No problems with that. For I little while, I was thinking you were a robot or something.


----------



## Steadfastly (Nov 14, 2008)

That you have extra time on your hands?


----------



## deadear (Nov 24, 2011)

You would be surprised what wearing a pair of long underwear will do for your ability to enjoy this weather. A couple of weeks ago when it was -24 c temp I put on my snowmobile suit and went for a hike out in the woods. Lets you know you are alive . I have snowmobiled at -40c many years ago and that was enjoyable. Usually at them temps everything slows down and smoke off homes goes straight up. Happy to be Canadian now quit complaining.


----------



## sneakypete (Feb 2, 2006)

to me....looks like a basketball with an image of China on it.


----------



## zontar (Oct 25, 2007)

Layers make sense out here--you can go somewhere & it's beautiful, but horribly cold on the way home--or vice-versa.


----------



## LPBlue (Feb 2, 2006)

I still have one of the original coats, the "Snow Goose"

http://www.canada-goose.com/story





My coat has to be over 20 years old but is still like new. I work in tv/film production and they have been an industry fave for decades.

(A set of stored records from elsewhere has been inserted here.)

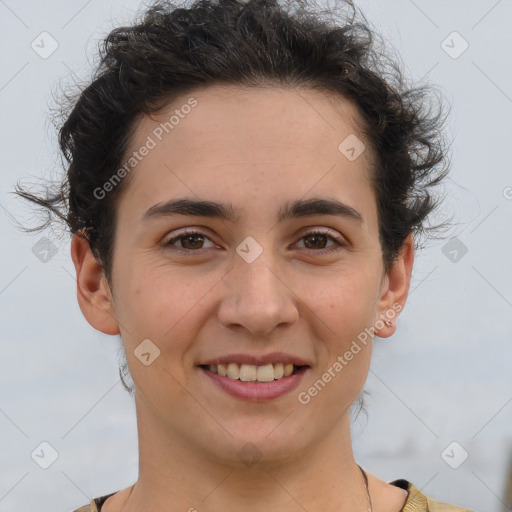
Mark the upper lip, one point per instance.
(256, 359)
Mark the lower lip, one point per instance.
(257, 391)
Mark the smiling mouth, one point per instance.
(254, 373)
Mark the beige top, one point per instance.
(416, 501)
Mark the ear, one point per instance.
(93, 293)
(394, 290)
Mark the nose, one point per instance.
(257, 297)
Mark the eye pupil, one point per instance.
(316, 237)
(187, 238)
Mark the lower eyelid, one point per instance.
(170, 243)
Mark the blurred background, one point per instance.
(439, 409)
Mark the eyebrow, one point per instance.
(212, 209)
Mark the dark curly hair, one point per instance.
(176, 48)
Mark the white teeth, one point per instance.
(288, 369)
(265, 373)
(253, 373)
(248, 372)
(233, 371)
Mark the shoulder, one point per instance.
(95, 505)
(419, 502)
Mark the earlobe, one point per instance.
(395, 289)
(93, 293)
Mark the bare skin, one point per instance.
(197, 299)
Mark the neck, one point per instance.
(172, 473)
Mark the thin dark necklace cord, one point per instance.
(370, 506)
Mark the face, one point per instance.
(274, 260)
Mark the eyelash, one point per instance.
(184, 234)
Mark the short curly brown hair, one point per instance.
(251, 43)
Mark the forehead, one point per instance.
(269, 140)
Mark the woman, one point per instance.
(245, 189)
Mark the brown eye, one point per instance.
(192, 241)
(317, 241)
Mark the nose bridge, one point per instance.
(256, 296)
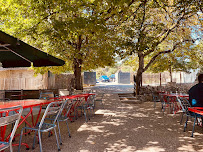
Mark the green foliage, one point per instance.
(70, 30)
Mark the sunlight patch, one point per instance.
(186, 148)
(151, 149)
(86, 127)
(139, 115)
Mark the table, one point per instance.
(171, 98)
(30, 103)
(25, 104)
(198, 112)
(20, 96)
(75, 103)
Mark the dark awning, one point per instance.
(16, 53)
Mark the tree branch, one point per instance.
(163, 52)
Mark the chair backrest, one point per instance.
(67, 106)
(46, 95)
(91, 100)
(12, 115)
(63, 92)
(155, 97)
(184, 103)
(54, 108)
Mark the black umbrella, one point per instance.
(16, 53)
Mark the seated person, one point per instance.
(196, 93)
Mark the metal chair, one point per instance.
(54, 108)
(12, 115)
(87, 105)
(99, 98)
(155, 99)
(184, 103)
(63, 117)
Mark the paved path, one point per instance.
(120, 127)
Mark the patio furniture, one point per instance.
(89, 104)
(63, 117)
(46, 95)
(99, 98)
(54, 108)
(12, 115)
(165, 102)
(155, 98)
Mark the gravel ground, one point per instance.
(120, 127)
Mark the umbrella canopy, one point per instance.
(16, 53)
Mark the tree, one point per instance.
(74, 31)
(155, 27)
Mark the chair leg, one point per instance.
(40, 141)
(59, 133)
(57, 139)
(193, 129)
(85, 115)
(34, 140)
(21, 134)
(11, 148)
(68, 129)
(185, 126)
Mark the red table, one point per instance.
(76, 103)
(30, 103)
(172, 100)
(25, 104)
(197, 111)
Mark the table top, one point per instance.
(175, 94)
(25, 103)
(198, 110)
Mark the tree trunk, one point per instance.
(77, 66)
(160, 79)
(170, 71)
(78, 77)
(139, 73)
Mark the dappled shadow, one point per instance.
(123, 127)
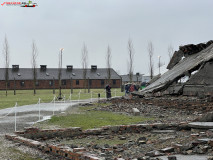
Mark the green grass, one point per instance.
(24, 97)
(84, 141)
(94, 119)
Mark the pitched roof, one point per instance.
(49, 73)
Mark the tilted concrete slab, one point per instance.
(201, 125)
(183, 67)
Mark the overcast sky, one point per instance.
(54, 24)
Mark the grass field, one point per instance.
(24, 97)
(87, 118)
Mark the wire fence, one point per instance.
(70, 100)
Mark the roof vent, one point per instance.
(43, 67)
(69, 67)
(15, 67)
(93, 67)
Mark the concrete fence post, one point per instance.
(15, 115)
(39, 112)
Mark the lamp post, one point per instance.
(60, 72)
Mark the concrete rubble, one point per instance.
(167, 135)
(190, 73)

You can stand outside all day in the most bitter cold in one but you'll overheat the moment you try to do anything physical while wearing it. They were pricey even back then with a retail of $850 IIRC but I only paid about half of that. I have no idea what their current pricing is like or how the new coats compare to the older ones.


J.R.


----------



## Adcandour (Apr 21, 2013)

LPBlue said:


> I still have one of the original coats, the "Snow Goose"
> 
> http://www.canada-goose.com/story
> 
> ...


The shame here is that people would think you bought a knock off, when you're the actual real deal in a pre-status symbol original.

After a moment of reflection, I realize that you may be the Nostradamus of trends. What are you wearing now?


----------



## LPBlue (Feb 2, 2006)

adcandour said:


> The shame here is that people would think you bought a knock off, when you're the actual real deal in a pre-status symbol original.


At work, some of us old guard who are wearing the Snow Goose coats will give the razz to someone on the crew in their brand new Canada Goose..."Oh, you bought a knock off" and then let the bluster begin.:stirpot: Some are young enough to have never seen a Snow Goose in a store and are ignorant of the company history so we get accused of having knock offs of the Canada Goose...kids, what can I say?

J.R.


----------



## LPBlue (Feb 2, 2006)

adcandour said:


> After a moment of reflection, I realize that you may be the Nostradamus of trends. What are you wearing now?


You'll see...in 20 years. I'm still having a tiny problem calibrating the lateral thrusters in my left boot.:smiley-faces-75:


J.R.


----------